Où peut-on être une femme âgée de presque 73 ans et être appelée à la présidence d'un pays? L'exercice de notre imagination nous permet d'affirmer qu'en Europe, voire en Occident, cela semble totalement farfelu, tant il est vrai que le grand âge, associé qui plus est au sexe féminin, sont dans nos contrées considérées comme des tares.

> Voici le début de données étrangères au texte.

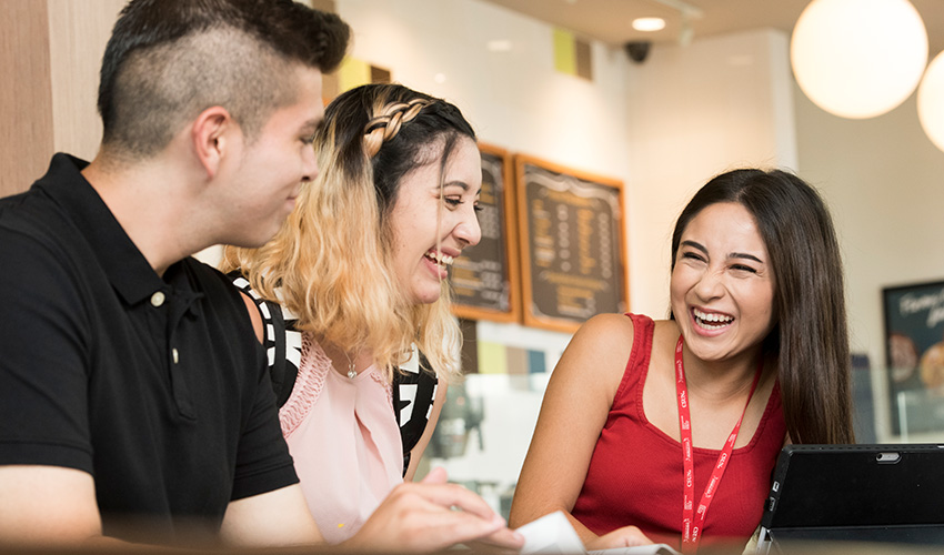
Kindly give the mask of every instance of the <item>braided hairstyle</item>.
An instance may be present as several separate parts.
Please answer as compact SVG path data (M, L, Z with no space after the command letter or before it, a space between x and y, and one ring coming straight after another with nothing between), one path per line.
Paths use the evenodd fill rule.
M416 305L398 283L390 214L400 183L428 163L444 170L455 144L475 139L453 104L399 84L352 89L328 105L315 133L320 173L295 211L261 249L228 248L235 268L263 296L299 316L299 329L340 349L368 349L390 372L415 345L436 375L460 375L461 334L449 286Z

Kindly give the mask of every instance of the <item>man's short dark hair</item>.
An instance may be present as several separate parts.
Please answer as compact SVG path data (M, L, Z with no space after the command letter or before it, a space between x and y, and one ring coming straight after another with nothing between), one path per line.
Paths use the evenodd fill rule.
M297 100L293 70L334 70L349 36L337 14L292 0L132 0L102 59L102 143L152 155L213 105L252 138Z

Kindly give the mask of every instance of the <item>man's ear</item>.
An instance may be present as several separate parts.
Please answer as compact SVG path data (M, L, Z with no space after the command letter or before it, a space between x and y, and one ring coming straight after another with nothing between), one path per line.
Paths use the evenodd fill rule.
M193 121L191 128L193 151L207 171L208 178L212 179L217 175L223 158L233 148L233 132L239 133L239 125L223 107L210 107L200 112Z

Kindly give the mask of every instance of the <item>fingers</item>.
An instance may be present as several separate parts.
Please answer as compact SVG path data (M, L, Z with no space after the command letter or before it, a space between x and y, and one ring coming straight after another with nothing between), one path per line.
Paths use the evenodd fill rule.
M500 552L500 551L513 551L518 552L522 547L524 547L524 536L509 529L504 526L499 528L498 531L489 534L485 537L479 538L475 542L475 551L489 551L489 552Z
M443 473L442 477L444 476L445 474ZM433 476L433 480L438 478L439 476ZM498 516L482 497L458 484L426 482L426 480L423 480L419 483L399 485L393 490L391 495L415 495L440 507L461 508L466 513L472 513L484 519L491 519Z
M588 549L610 549L614 547L635 547L652 543L645 534L635 526L623 526L604 534L593 542L588 542Z

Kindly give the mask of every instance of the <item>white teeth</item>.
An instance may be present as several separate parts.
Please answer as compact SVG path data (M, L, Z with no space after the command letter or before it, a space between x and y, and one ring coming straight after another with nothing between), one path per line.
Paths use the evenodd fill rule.
M701 323L703 323L703 324L707 324L710 322L719 324L719 325L705 325L705 327L709 327L711 330L716 330L716 329L719 329L719 327L721 327L725 324L730 324L731 322L734 321L733 317L726 316L724 314L716 314L716 313L710 314L707 312L702 312L697 309L694 309L692 312L695 314L695 317L699 319L701 321Z
M435 262L436 264L440 264L440 265L443 265L443 266L452 265L453 260L455 260L452 256L450 256L449 254L443 254L441 252L436 253L436 252L432 252L432 251L428 252L425 254L425 256L428 259L432 260L433 262Z

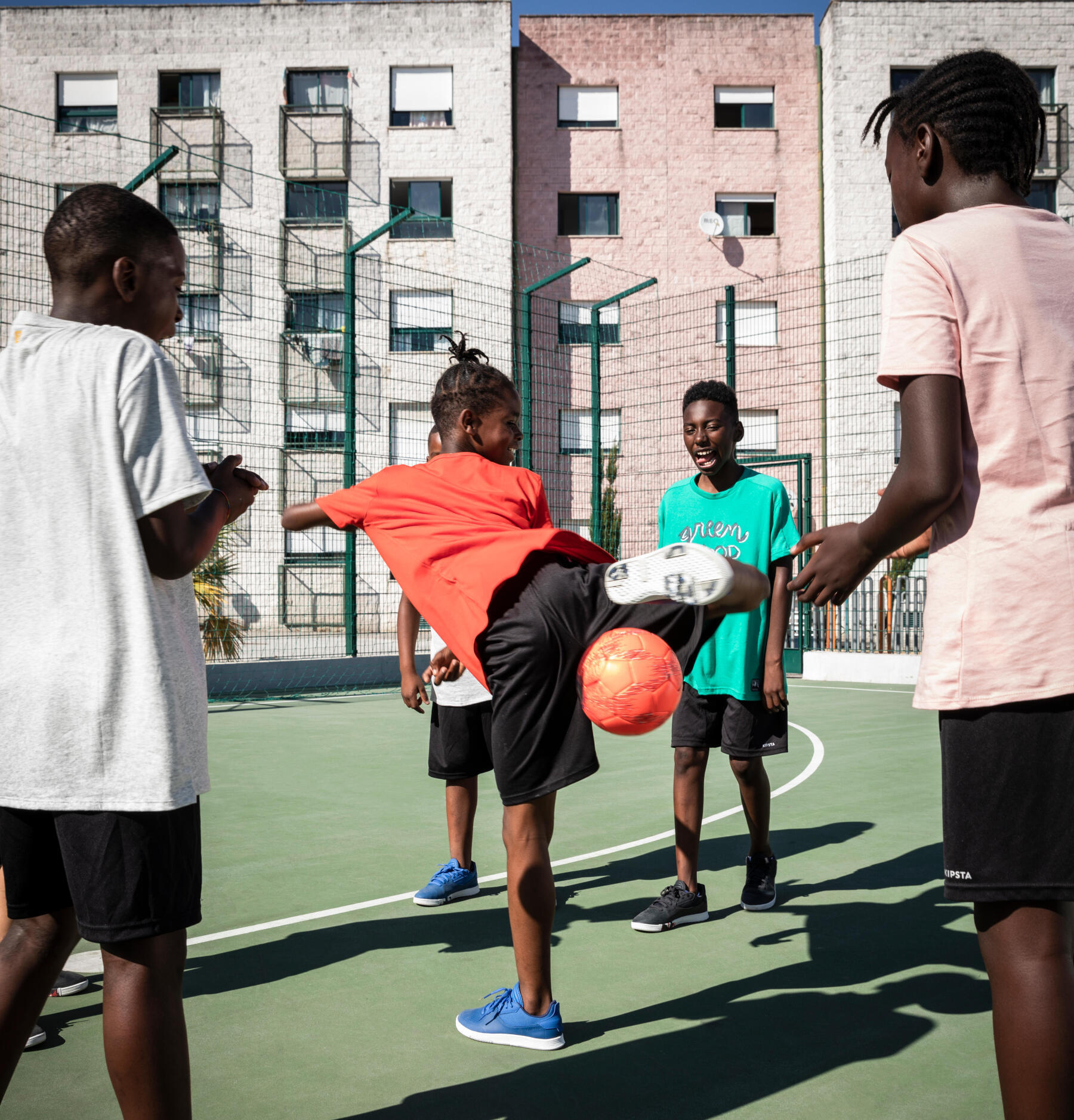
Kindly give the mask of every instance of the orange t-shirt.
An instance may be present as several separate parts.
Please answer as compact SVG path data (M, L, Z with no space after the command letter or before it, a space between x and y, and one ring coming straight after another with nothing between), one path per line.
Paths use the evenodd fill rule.
M485 687L478 636L497 588L531 552L614 559L552 524L539 475L473 451L387 467L317 505L340 529L365 531L407 598Z

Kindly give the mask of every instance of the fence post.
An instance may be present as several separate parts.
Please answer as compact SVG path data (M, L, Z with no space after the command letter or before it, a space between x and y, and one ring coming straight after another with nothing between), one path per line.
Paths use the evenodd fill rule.
M522 307L520 311L521 329L520 329L520 345L519 345L519 361L518 361L518 395L522 401L522 416L521 416L521 429L522 429L522 446L518 449L518 465L520 467L526 467L529 470L534 468L534 337L533 337L533 296L534 292L546 284L552 283L555 280L559 280L565 277L568 272L574 272L575 269L581 269L590 263L592 258L583 256L581 260L575 261L573 264L567 264L565 268L553 272L550 277L545 277L544 280L537 280L535 283L527 284L522 291Z
M724 349L728 355L728 389L734 389L734 284L729 283L723 289Z
M367 233L354 242L343 254L343 316L346 345L343 347L343 485L353 486L358 474L354 447L354 258L378 237L382 237L392 226L414 213L409 206L394 218ZM343 625L346 632L346 655L358 656L358 566L354 558L354 534L348 533L343 552Z
M651 288L656 283L656 277L636 283L626 291L609 296L590 308L590 439L591 456L590 463L590 539L594 544L600 544L601 540L601 308L609 304L618 304L628 296ZM620 317L620 327L622 317Z

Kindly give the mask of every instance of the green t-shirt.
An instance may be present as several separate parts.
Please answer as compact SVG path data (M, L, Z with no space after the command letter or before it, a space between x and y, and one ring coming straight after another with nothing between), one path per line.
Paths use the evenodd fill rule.
M783 483L749 467L719 494L703 491L692 476L669 486L660 501L661 545L693 541L767 575L797 540ZM697 652L687 683L703 696L760 700L769 607L766 599L749 614L725 615Z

Il en va tout autrement en Inde, pays où pourtant la présidence est avant tout un poste symbolique. Le parti du Congrès au pouvoir vient en effet de désigner l'actuelle gouverneure de l'Etat du Rajhastan, Pratibha Patil, comme candidate au scrutin présidentiel qui aura lieu le 19 juillet.
Or, contrairement à ce qui s'est passé en France voisine avec la candidature de Madame Royal, il y a de fortes chances pour que cet essai féminin soit transformé en actes à l'occasion de ce scrutin. D'ailleurs Madame Patil n'a jamais perdu une élection..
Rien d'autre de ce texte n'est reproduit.